Pourquoi les Kazakhstanais quittent-ils de moins en moins leur pays ? Une tendance lourde s’impose, et les chiffres sont sans appel. Le Kazakhstan semble avoir franchi un cap décisif dans sa dynamique migratoire.
Le 24 juin 2025, le Bureau des statistiques nationales a publié des données révélatrices : le Kazakhstan a enregistré une baisse sans précédent de son taux d’émigration. Ce recul massif, inédit depuis un quart de siècle, interpelle. Il confirme une transformation profonde du paysage socio-économique du pays, dont les ressorts méritent d’être analysés.
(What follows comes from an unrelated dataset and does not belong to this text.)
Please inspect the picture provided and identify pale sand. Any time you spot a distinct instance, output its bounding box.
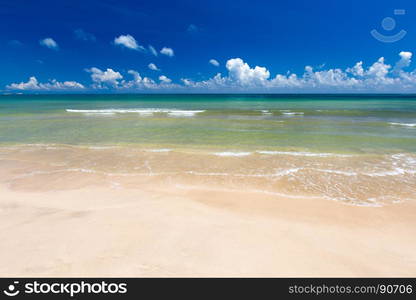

Le Kazakhstan voit l’émigration s’effondrer au premier trimestre 2025
Entre janvier et avril 2025, seulement 1 700 Kazakhstanais ont quitté leur pays pour s’installer durablement à l’étranger, selon les données officielles. C’est 2,8 fois moins que les 4 800 départs enregistrés à la même période l’année précédente. Dans un État où les flux migratoires ont longtemps été dominés par les départs, ce renversement marque un tournant historique. Parallèlement, bien que l’immigration ait légèrement décliné, passant de 9 900 à 8 100 personnes, le solde migratoire demeure favorable depuis février 2024.
Ce phénomène n’est pas isolé. Il prolonge une tendance structurelle engagée depuis vingt-cinq ans. En 2000, plus de 155 000 personnes avaient quitté le pays pour un autre lieu de résidence. En 2024, ce nombre n’était plus que de 12 700. Le Kazakhstan semble ainsi amorcer une phase nouvelle de stabilité démographique.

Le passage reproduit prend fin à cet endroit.